The pandemic’s disruptions and rising private sector wages have accelerated the loss of government workers, but the roots of the problem go deeper. Republicans have been pushing back against the value of public employees at least since President Ronald Reagan fired 11,000 striking air traffic controllers in 1981. Benefits have been pared back, pensions have lost ground to inflation and fewer young people are drawn to public service.

In North Carolina, legislation passed in 2017 eliminated retiree health benefits for state employees and teachers hired after 2020. Meanwhile in the past 10 years, retired state employees’ cost of living allowance (COLA) totaled only 2% and Local Government Employee’s COLA in the same period has increased by less than 1%.

“Things have just been rolled back,” said Tim O’Connell, executive director of the N.C. Retired Governmental Employees’ Association. “The promise of what a pension would deliver upon retirement is not there the way it was for folks who retired 20 or 30 years ago.”

As benefits shrink and private sector wages rise, the state government is struggling to attract and keep workers who provide both basic and essential services.

State agencies are reporting vacancy rates as high as 20, 30 and 40 percent. DMV Commissioner Wayne Goodwin has boosted starting salaries for drivers license examiners, but it’s not enough to fill gaps.

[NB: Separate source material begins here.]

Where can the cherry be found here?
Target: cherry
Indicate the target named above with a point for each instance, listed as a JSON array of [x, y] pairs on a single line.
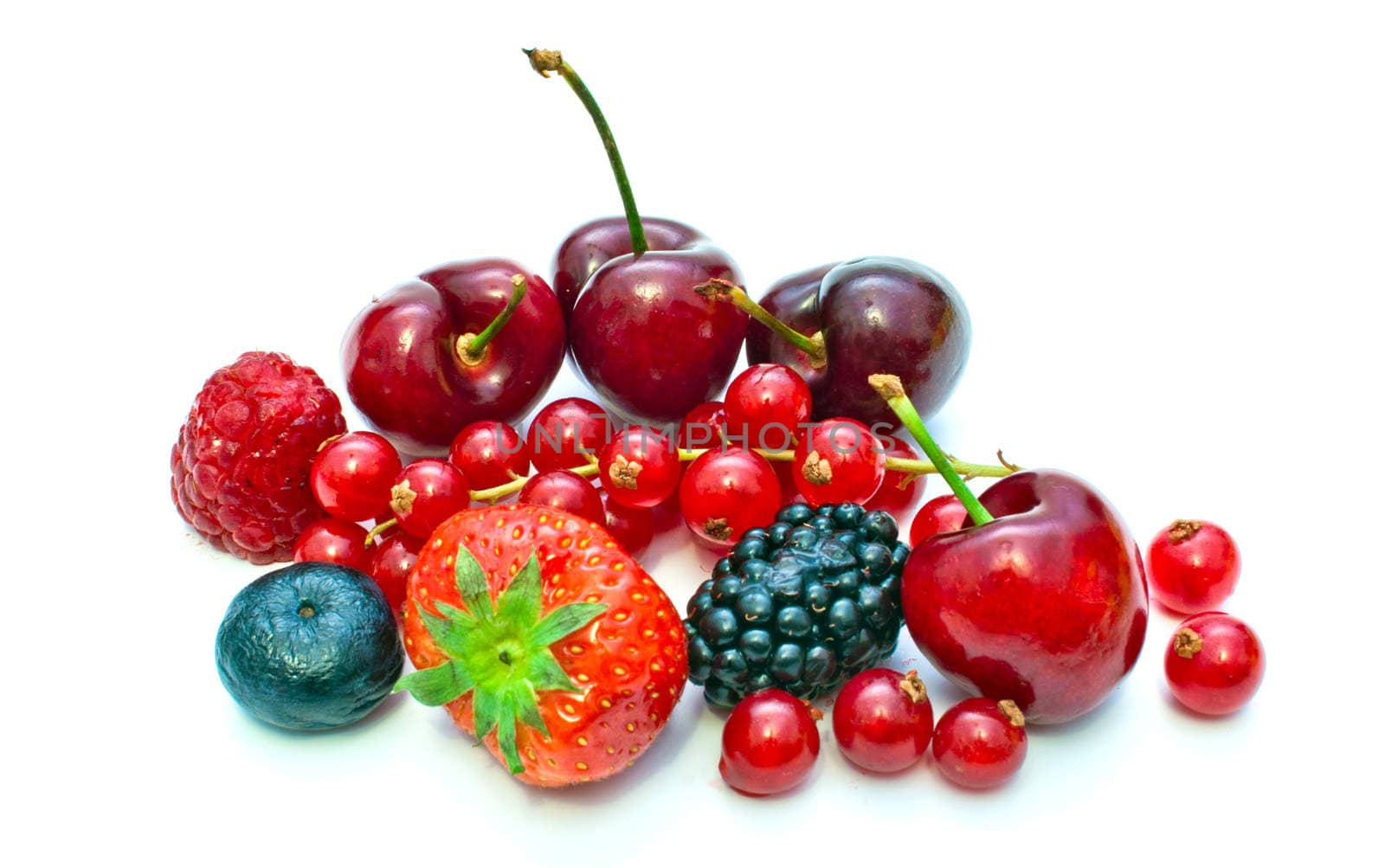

Beyond wages, Goodwin said, his employees are burdened by filling in for missing workers and a sense that their public service is not valued. “We do hear in exit interviews that they don’t feel like they are getting respect from the public,” he said. “It can be a stressful job.”

Even at the federal level, once the gold standard for public employee pay and benefits, eroding pay, short staffing and low morale are inhibiting the delivery of services.

Valerie Langley, a 31-year Social Security Administration employee based in Charlotte, said her office’s traffic has fallen from 78 employees prior to the pandemic to 64 even as the population served has increased sharply. “They can’t keep people,” she said.

The union representing Social Security employees, the American Federation of Government Employees (AFGE), said the agency nationally has 4,000 fewer field office and teleservice center employees than it did 12 years ago. Meanwhile, the number of Social Security beneficiaries has risen by 21 percent since 2010.

Langley, a union steward, said the public blames employees when the phone isn’t answered or employees are late to appointments. “That’s the stereotype – lazy government workers,” she said. “It’s honestly the exact opposite. We’re overworked and overwhelmed.”

For too long, Republican lawmakers have neglected raising wages for public employees, enhancing benefits or modernizing government workplaces. Now that neglect has converged with the Great Resignation. Elected officials all levels are going to have to answer why taxpayers seeking services are instead getting busy signals, long lines and extended delays.